Miniature neurotransmission is the transsynaptic process where single synaptic vesicles spontaneously released from presynaptic neurons induce miniature postsynaptic potentials. Since their discovery over 60 years ago, miniature events have been found at every chemical synapse studied. However, the in vivo necessity for these small-amplitude events has remained enigmatic. Here, we show that miniature neurotransmission is required for the normal structural maturation of Drosophila glutamatergic synapses in a developmental role that is not shared by evoked neurotransmission. Conversely, we find that increasing miniature events is sufficient to induce synaptic terminal growth. We show that miniature neurotransmission acts locally at terminals to regulate synapse maturation via a Trio guanine nucleotide exchange factor (GEF) and Rac1 GTPase molecular signaling pathway. Our results establish that miniature neurotransmission, a universal but often-overlooked feature of synapses, has unique and essential functions in vivo.

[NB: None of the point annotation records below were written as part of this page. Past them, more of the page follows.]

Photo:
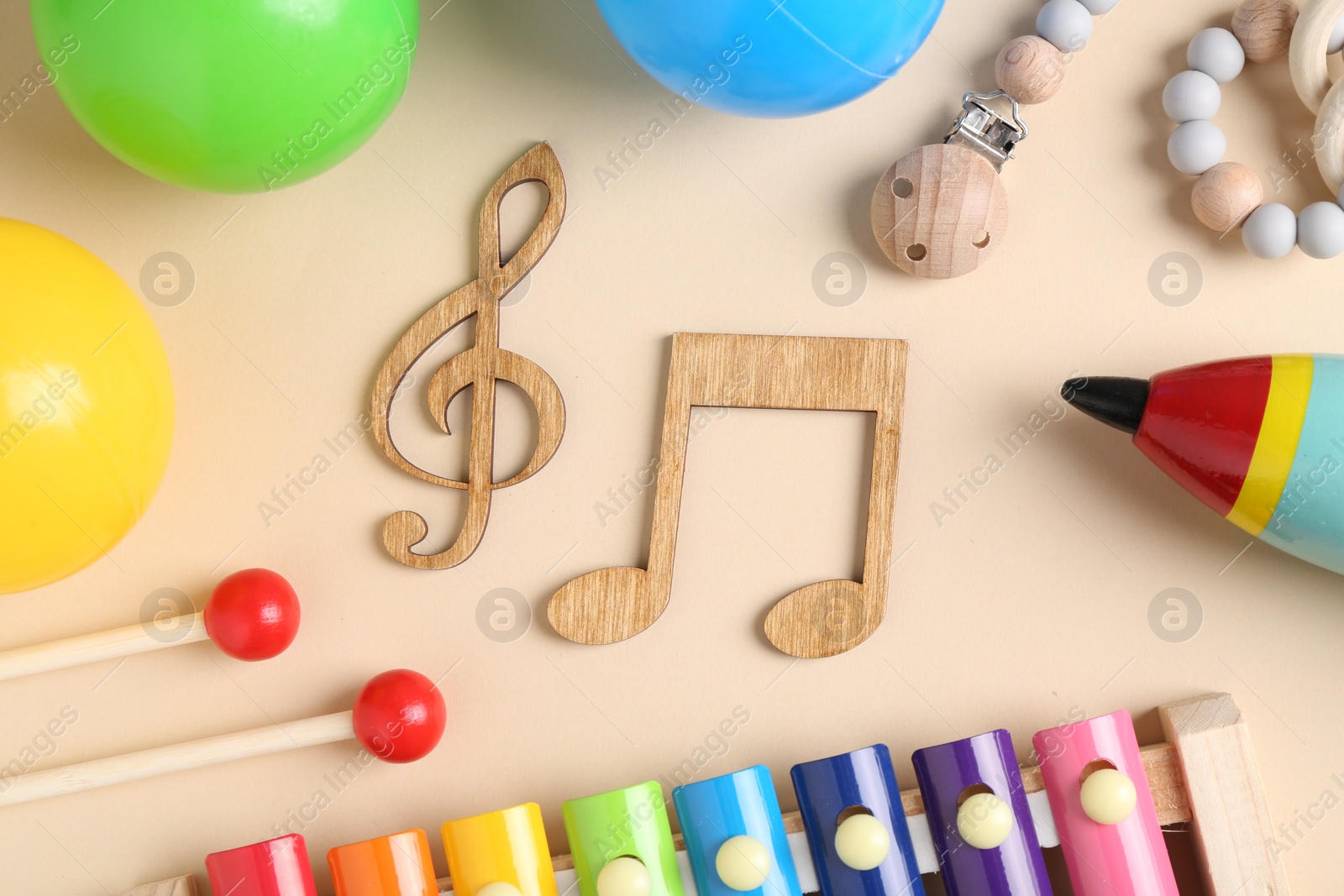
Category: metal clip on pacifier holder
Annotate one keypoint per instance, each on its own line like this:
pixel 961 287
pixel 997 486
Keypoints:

Miniature, but not evoked, neurotransmission is required for synapse development
Miniature neurotransmission bidirectionally regulates synaptic terminal maturation
Miniature events signal locally through the GEF Trio and the GTPase Rac1
Miniature neurotransmission has unique and essential functions in vivo
Miniature events (or “minis”) are a universal feature of all chemical synapses, but their function in vivo has remained enigmatic. Here, Choi et al. show that miniature neurotransmission is essential for synaptic terminal maturation in a role not shared by evoked neurotransmission.